Нет, босс. Мысли читать я не обучена. Давай сам.
Я и так вот-вот лужу сделаю.
Бочком делаю шаг в сторону, освобождая доступ к панели управления, как бы намекая, что теперь выход начальства.
Еще секунд тридцать ничего не происходит, если не брать расчет гневно раздувающиеся ноздри на породистом лице.
Соколов все-таки отталкивается и подходит к панели. Близко, очень близко.
Да так, что практически зажимает меня, оставляя между нами, может, сантиметров пять. Я рефлекторно втягиваю живот, отчего грудь наоборот выпирает. Дмитрий Константинович сурово смотрит в скромный вырез.
Ну да. Да.
Я нарушаю дресс-код.
Но в отличие от гендира, который сидит в кабинете с климат-контролем, в нашем опенспейсе централизованный кондиционер не справляется со своей задачей. Из него только пыль сыплется стабильно, и иногда, пугая женскую часть коллектива, еще и сколопендры. А нас там сидит сорок рыл, а компьютеров работает и того больше.
Так что две расстегнутые пуговки вполне могут спасти организм от перегрева.
Я потому на работу и не ношу лифчик. Лишние слои способны меня убить. Грудь у меня все равно меленькая, и отсутствие дополнительной сбруи в глаза не бросается.

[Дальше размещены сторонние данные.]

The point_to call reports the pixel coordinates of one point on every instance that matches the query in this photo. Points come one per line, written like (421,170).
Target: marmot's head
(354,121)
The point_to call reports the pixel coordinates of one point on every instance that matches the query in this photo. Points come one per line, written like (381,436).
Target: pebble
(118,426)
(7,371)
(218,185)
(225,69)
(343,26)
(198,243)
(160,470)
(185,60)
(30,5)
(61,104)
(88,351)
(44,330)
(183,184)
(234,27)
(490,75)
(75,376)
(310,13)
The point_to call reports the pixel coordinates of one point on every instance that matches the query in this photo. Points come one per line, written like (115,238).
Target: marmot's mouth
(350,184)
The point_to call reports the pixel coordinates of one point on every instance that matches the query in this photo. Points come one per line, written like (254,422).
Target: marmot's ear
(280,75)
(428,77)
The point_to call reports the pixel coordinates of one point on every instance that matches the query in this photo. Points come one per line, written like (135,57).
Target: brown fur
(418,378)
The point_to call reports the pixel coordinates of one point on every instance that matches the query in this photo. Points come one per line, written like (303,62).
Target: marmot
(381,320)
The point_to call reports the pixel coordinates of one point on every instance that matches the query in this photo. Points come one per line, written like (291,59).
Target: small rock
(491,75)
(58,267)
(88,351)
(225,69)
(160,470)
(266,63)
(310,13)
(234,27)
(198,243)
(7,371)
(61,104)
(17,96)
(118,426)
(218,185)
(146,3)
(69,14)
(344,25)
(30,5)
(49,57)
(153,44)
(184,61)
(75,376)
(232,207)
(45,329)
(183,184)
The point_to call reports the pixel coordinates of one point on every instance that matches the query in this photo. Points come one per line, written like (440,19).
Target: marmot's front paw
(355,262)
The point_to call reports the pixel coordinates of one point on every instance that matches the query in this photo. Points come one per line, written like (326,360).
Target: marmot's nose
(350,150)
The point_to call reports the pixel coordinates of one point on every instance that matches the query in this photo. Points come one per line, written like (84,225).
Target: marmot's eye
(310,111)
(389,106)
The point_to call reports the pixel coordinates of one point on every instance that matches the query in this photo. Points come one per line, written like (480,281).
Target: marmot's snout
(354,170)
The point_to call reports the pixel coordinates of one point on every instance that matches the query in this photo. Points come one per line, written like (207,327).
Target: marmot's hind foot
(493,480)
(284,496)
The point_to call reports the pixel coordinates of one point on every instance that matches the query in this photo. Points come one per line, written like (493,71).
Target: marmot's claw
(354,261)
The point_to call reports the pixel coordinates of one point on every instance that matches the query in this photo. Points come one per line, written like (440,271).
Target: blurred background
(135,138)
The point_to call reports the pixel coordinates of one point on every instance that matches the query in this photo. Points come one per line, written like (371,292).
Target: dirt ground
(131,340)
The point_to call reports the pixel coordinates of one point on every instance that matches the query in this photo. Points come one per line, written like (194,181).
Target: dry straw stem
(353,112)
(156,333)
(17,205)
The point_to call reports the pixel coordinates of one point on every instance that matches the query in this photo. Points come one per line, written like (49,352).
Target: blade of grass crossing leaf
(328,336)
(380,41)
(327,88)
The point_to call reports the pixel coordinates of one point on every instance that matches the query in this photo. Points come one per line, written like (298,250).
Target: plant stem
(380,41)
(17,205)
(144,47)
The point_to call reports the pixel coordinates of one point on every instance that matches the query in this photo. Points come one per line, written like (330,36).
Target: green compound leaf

К тому же в Кодексе корпоративной этики ношение бюстгальтеров не регламентировано…
А босс все чего-то ждет.
Мне страшно смотреть Дмитрию Константиновичу в глаза, поэтому я гипнотизирую родинку на его шее, стараясь не коситься в распахнутый ворот рубашки, где виднеются темные волоски. Еле уловимый запах чего-то мужского будоражит обоняние. Дорогой парфюм, сигареты, кофе и еще что-то. Крайне смущающее.
— Корниенко, ты долго будешь испытывать мое терпение? — неожиданно хриплым голосом задает пугающий вопрос Соколов.
В панике вскидываю взгляд на лицо генерального, и голова отчего-то начинает кружиться.
Он чересчур близко.
Я внезапно понимаю, что Соколов — слишком мужчина.
С его стороны великое скотство оказаться не пожилым лысеющим дяденькой, а горячим самцом. От этого еще позорнее, что он прочитал мои фонтазмы.